My suggesting that William Hague might tempt David Cameron to kick into the long grass proposals to leave the European People's Party seems to have rung a few Eurosceptic alarm bells.
"He wouldn't do that... would he?" I asked. The answer, I'm now told, is that the grass won't be that long. He may recommend a delay in forming a new group but not one lasting all the way until 2009.
Now, some of you have dared to suggest that this is not exactly all the talk down the "Dog & Duck". True, but that doesn't mean it's of no consequence.
Europe has damaged the Tories in the past not so much for what they've said but the fact that they appear to care about little else and are divided on the issue. In addition, the longer they stay ahead in the polls the more people will question whether they are ready to form a government. A breach of relations with our key European partners will not exactly help.
That's why the EPP matters.
Further to ... I note that William Hague talked this morning (listen here) of his promise to form "a new group".
So, another possibility looms.
He could advise his new boss not to break his promise (perish the thought) but to meet it very very slowly. He would announce that the Tory party would leave the EPP and form a new group... in 2009. This would allow dissenting MEPs to say they'd met their promises too. David Cameron would have a row with some Eurosceptics but when you're trying to re-position your party that might be bad thing. And it might be better than a row with Merkel and many of his own MEPs.
Now he wouldn't do that... would he?
What on earth you may wonder can go wrong for David Cameron? Six months into the job he's got a 10-point poll lead and is basking in praise from the most unlikely quarters.
I'll tell you what - the same thing that went wrong for Maggie and then Major. It's the issue that three times stopped Ken Clarke - the public's choice - from following them. The subject that the Tory leader has barely uttered a word on since his election. I speak, of course, of the cause of so much neuralgia for the party - Europe.
Today William Hague makes his first speech on the subject as Mr Cameron's shadow foreign secretary. The man who promised to save the pound has been given the task of putting a modernising gloss on Euroscepticism.

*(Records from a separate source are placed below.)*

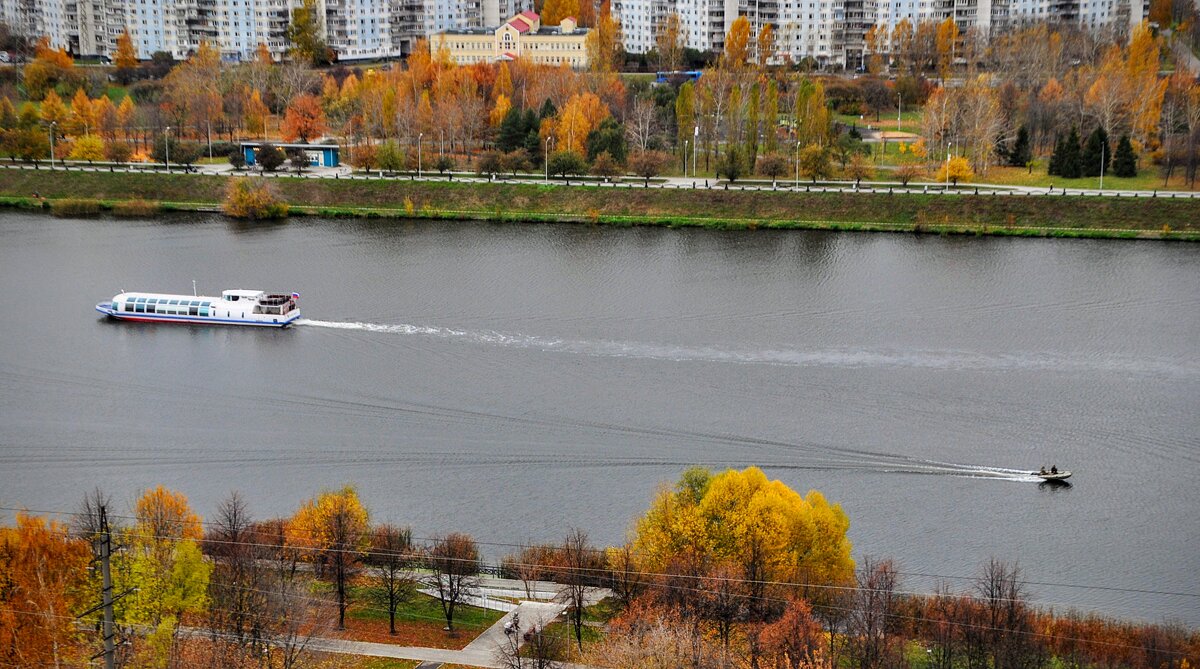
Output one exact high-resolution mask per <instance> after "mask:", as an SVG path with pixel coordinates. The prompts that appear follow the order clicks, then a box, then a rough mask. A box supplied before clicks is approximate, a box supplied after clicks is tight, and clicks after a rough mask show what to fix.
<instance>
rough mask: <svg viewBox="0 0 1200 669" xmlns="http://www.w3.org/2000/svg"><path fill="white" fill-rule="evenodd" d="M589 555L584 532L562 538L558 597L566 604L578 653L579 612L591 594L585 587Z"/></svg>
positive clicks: (572, 533) (581, 624) (581, 608)
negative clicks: (576, 645) (559, 591)
mask: <svg viewBox="0 0 1200 669" xmlns="http://www.w3.org/2000/svg"><path fill="white" fill-rule="evenodd" d="M592 553H593V549H592V548H590V547H589V546H588V535H587V532H584V531H583V530H580V529H578V528H576V529H572V530H571V531H570V532H568V534H566V538H564V540H563V548H562V552H560V554H559V556H560V559H562V573H560V580H562V584H563V590H562V591H560V592H559V595H558V596H559V599H560V601H562V602H564V603H565V604H566V615H568V619H569V620H570V621H571V631H572V632H574V633H575V643H576V644H577V645H578V647H580V652H583V609H584V608H586V607H587V603H588V592H589V591H590V590H592V589H590V587H589V586H588V583H589V580H590V578H589V574H588V571H589V567H590V563H592V562H590V560H589V556H590V554H592Z"/></svg>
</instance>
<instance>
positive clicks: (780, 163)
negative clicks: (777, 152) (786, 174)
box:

Out goes any hint that the Tories are backward looking Little Englanders. In comes the idea that they are forward looking reformers urging Europe to pursue free trade and free markets and not new ways to run itself or Britain. (The Sun calls this "going soft" on Europe even though all Mr Hague will have changed is language and tone, and not policy)
What he won't mention though are three letters that are giving him and his party a political headache. They are EPP, and they stand for European People's Party. That's the name for the European movement of the centre right which includes the parties which run 10 European governments, including those in Germany and France and - albeit uncomfortably - has included the Conservative Party for many years too.
Eurosceptic Tories persuaded David Cameron to promise to do something that Mr Hague and indeed Mr Duncan Smith and Mr Howard did not do when they were leader - to get out of a grouping they regard as unreformably federalist. It's a promise that Mr Hague now has to deliver but which is enraging many in Europe.
The German Chancellor Angela Merkel - a Christian Democrat - has refused to meet David Cameron because of his stance on the EPP. Merkel has though formed a close bond with Tony Blair and last week met Gordon Brown who hopes to do the same.
Many of Mr Cameron's Euro MPs are even less impressed - leaving a big group will rob them of the right to chair European committees. They say that they promised both their electorates and their European allies that they would stay in the EPP until the next Euro elections - and many will simply refuse to move. Their opposition is fuelled by the news of who their new allies might be - a Polish party they accuse of homophobia, a Lithuanian party they call extreme and a lone Irish republican and a campaigner for Italian pensioners' rights. Mr Hague has been counting on the Czech governing party to give his new group credibility but they are locked into tricky coalition building at home and may not be ready - yet at least - to break coalitions in Europe.
Some Eurosceptics urge the Tories to sit on their own in the European Parliament though that would allow Labour to have enormous fun at their expense. Witness :
"If the Conservatives withdraw from the EPP, Jean-Marie Le Pen will sit there, Mrs. Mussolini will sit here, the Conservative party will sit there and, worst of all, Robert Kilroy-Silk will sit there. Before the hon. Gentleman attacks my leadership in the European Union, he should start to exercise some himself."